Personal information
- Date of birth: 8 September 1992 (age 33)
- Place of birth: Gradiška, Bosnia and Herzegovina
- Position: Midfielder

Team information
- Current team: FK Dubrave

Senior career*
- Years: Team / Apps / (Gls)
- 2011–2012: Kozara Gradiška / 14 / (0)
- 2013–2014: Sloboda Mrkonjić Grad
- 2013–2014: Jedinstvo Bihać / 12 / (4)
- 2014–2015: Borac Banja Luka / 3 / (0)
- 2015: Scarborough SC
- 2016–2017: Borac Banja Luka / 8 / (0)
- 2016–2017: Sloboda Mrkonjić Grad / 29 / (8)
- 2017–2019: Metalleghe-BSI / 35 / (3)
- 2019–2020: Rudar Prijedor / 5 / (0)
- 2019–2020: Zvijezda Gradačac / 1 / (0)
- 2020–2023: Kozara Gradiška / 81 / (17)
- 2023–2025: Borac Kozarska Dubica / 43 / (5)
- 2025–: FK Dubrave

International career
- 2014: Republika Srpska U23 / 1 / (0)

= Aleksandar Malbašić =

Bosnian footballer

Aleksandar Malbašić (born September 8, 1992) is a Bosnian footballer who plays as a midfielder for FK Dubrave.

== Club career ==
=== Early career ===
Malbašić entered the professional ranks in 2011 by signing with Kozara Gradiška in the Premier League of Bosnia and Herzegovina. In 2013, he signed a contract with Sloboda Mrkonjić Grad in the First League of the Republika Srpska. Malbašić debuted in the 2013–14 Bosnia and Herzegovina Football Cup, where Sloboda Mrkonjić Grad defeated Travnik. His time with Sloboda was short-lived as he signed with Jedinstvo Bihać in the 2014 winter transfer market. The following season, he switched clubs to play in the country's top-tier league by signing with Borac Banja Luka.

=== Canada ===
In the summer of 2015, Malbašić played abroad in the Canadian Soccer League with Scarborough SC. In his debut season with Scarborough, the club failed to secure a playoff berth by finishing tenth in the league's first division.

=== Bosnia ===
After spending the summer months abroad in Canada, he returned to Banja Luka for the 2016–17 season. However, his second run with the club was cut short as he received an injury. Following his recovery from his injury, he left Banja Luka during the 2017 winter transfer market. After his release from Banja Luka, he was linked with a move to his former team, Kozara. Ultimately, he signed with his former team, Sloboda Mrkonjić Grad. Once the season concluded, he was linked with moves to Olimpik and Tekstilac Derventa.
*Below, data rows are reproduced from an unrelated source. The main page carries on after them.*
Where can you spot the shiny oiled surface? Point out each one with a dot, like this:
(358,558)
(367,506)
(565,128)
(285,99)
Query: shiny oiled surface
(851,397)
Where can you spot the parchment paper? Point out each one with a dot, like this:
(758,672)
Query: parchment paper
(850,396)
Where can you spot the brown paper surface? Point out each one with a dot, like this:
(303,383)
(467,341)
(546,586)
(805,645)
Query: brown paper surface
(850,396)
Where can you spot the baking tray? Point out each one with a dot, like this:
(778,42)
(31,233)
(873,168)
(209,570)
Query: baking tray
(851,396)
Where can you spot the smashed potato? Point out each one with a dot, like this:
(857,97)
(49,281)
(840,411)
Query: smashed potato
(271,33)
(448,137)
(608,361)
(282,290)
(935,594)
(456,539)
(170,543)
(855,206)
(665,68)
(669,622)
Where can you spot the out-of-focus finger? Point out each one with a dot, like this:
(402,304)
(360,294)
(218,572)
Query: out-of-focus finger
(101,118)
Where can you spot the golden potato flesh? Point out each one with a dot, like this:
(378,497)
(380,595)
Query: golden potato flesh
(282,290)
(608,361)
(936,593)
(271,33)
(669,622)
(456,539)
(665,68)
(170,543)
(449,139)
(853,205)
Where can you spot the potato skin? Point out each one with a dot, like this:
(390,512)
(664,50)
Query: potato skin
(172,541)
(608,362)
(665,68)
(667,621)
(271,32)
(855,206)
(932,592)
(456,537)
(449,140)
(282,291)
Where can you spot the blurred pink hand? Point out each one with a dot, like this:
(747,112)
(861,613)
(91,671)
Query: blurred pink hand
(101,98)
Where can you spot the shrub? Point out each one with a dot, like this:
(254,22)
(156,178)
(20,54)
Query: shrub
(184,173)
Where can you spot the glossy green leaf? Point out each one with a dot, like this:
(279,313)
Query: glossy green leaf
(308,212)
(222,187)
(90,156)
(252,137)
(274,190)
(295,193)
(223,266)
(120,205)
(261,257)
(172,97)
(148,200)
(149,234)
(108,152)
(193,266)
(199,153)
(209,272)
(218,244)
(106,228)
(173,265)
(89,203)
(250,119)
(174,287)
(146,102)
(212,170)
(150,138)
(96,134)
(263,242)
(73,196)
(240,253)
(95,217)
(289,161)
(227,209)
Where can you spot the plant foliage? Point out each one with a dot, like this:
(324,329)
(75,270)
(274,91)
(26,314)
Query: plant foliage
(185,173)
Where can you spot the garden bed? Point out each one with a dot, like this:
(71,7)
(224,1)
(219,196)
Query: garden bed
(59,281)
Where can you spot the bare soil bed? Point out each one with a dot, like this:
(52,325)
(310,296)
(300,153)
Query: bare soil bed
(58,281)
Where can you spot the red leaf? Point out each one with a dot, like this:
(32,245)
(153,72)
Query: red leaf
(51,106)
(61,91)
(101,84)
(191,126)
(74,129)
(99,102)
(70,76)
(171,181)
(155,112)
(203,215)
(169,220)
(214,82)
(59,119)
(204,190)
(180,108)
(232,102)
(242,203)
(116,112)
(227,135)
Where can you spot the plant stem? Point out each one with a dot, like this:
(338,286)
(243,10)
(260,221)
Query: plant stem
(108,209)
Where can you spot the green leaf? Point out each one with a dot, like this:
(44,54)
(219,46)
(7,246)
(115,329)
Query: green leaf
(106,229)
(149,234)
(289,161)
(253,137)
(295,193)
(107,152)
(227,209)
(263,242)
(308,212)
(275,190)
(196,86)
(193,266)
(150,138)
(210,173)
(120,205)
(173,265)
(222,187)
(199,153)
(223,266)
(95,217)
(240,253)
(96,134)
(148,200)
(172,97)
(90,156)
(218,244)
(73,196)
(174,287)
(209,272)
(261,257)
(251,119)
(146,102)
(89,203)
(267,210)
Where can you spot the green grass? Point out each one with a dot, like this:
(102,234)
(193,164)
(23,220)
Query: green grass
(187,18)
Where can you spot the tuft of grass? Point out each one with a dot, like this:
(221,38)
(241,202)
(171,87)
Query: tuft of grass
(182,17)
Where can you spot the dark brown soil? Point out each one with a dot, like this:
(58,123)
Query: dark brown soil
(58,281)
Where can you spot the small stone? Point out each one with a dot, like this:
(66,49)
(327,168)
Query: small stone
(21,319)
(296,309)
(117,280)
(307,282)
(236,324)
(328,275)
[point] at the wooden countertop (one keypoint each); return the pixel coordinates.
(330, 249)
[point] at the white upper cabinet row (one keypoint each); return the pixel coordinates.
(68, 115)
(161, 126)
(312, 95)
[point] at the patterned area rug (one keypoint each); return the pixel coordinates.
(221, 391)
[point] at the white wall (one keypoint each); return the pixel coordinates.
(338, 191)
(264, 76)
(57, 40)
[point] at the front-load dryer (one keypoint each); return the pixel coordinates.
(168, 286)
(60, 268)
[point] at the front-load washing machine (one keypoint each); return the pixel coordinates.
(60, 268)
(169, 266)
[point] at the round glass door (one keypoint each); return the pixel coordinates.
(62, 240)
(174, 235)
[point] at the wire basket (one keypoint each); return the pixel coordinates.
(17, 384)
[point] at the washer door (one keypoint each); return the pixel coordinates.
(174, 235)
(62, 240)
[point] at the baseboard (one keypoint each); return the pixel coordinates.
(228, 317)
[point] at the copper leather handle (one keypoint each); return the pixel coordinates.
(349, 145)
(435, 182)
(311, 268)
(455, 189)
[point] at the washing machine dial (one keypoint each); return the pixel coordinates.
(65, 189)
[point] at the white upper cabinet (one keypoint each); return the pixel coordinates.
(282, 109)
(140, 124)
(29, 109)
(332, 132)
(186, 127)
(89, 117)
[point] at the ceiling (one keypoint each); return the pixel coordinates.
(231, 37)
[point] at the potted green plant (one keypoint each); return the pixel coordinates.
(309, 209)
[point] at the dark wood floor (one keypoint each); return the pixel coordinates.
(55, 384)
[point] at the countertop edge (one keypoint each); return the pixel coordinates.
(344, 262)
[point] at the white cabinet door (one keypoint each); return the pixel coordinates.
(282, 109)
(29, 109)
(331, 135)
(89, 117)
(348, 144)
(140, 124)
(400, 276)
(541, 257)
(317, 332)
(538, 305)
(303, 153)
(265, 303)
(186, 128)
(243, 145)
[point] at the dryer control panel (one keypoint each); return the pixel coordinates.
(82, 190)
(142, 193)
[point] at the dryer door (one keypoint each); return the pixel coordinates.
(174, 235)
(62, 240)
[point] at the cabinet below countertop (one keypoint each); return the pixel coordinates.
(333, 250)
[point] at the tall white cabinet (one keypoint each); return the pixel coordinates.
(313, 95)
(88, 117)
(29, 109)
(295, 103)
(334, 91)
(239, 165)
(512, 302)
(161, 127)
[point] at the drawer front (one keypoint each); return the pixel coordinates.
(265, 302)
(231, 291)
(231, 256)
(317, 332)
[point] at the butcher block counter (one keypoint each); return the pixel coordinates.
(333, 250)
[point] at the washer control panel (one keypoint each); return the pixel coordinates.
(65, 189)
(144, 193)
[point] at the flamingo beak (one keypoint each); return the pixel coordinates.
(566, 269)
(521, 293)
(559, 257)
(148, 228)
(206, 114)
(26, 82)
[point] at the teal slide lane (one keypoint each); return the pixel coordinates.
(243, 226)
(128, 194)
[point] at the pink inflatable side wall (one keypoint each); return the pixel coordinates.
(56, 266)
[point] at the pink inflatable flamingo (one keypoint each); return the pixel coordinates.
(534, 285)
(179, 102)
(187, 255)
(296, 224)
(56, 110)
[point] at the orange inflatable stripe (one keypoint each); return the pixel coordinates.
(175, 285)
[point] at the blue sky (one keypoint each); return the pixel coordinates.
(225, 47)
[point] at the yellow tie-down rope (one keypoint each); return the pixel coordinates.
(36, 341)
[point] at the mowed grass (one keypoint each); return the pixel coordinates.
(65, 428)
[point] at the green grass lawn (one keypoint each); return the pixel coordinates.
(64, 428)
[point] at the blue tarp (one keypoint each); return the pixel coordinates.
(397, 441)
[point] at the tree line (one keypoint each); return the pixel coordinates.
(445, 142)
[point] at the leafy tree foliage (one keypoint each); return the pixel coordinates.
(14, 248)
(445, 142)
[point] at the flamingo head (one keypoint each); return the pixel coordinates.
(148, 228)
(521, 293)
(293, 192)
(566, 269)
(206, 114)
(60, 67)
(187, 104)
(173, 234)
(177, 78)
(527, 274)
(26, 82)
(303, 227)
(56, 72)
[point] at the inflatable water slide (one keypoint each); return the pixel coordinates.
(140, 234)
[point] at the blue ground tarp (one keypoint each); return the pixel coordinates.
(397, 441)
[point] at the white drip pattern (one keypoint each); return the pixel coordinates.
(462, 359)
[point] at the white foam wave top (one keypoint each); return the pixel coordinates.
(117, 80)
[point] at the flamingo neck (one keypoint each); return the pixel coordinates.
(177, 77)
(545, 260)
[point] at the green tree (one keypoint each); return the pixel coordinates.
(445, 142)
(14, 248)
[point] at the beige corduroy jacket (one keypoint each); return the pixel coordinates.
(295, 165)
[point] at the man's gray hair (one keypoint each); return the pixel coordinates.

Malbašić returned to the First League of Bosnia and Herzegovina to play for Metalleghe-BSI on December 12, 2017. He returned to Metalleghe for the following season. After a year and a half with Jajce, his contract was terminated as he signed with Rudar Prijedor. He parted ways with Rudar midway through the season to secure a contract with Zvijezda Gradačac. In 2020, he returned to his original club, Kozara Gradiška. After two seasons with Kozara, he signed with Borac Kozarska Dubica. In 2025, he signed with FK Dubrave in the Second League of the Republika Srpska.

== International career ==
Malbašić was selected to represent the Republika Srpska official under-23 football team against Udinese Calcio.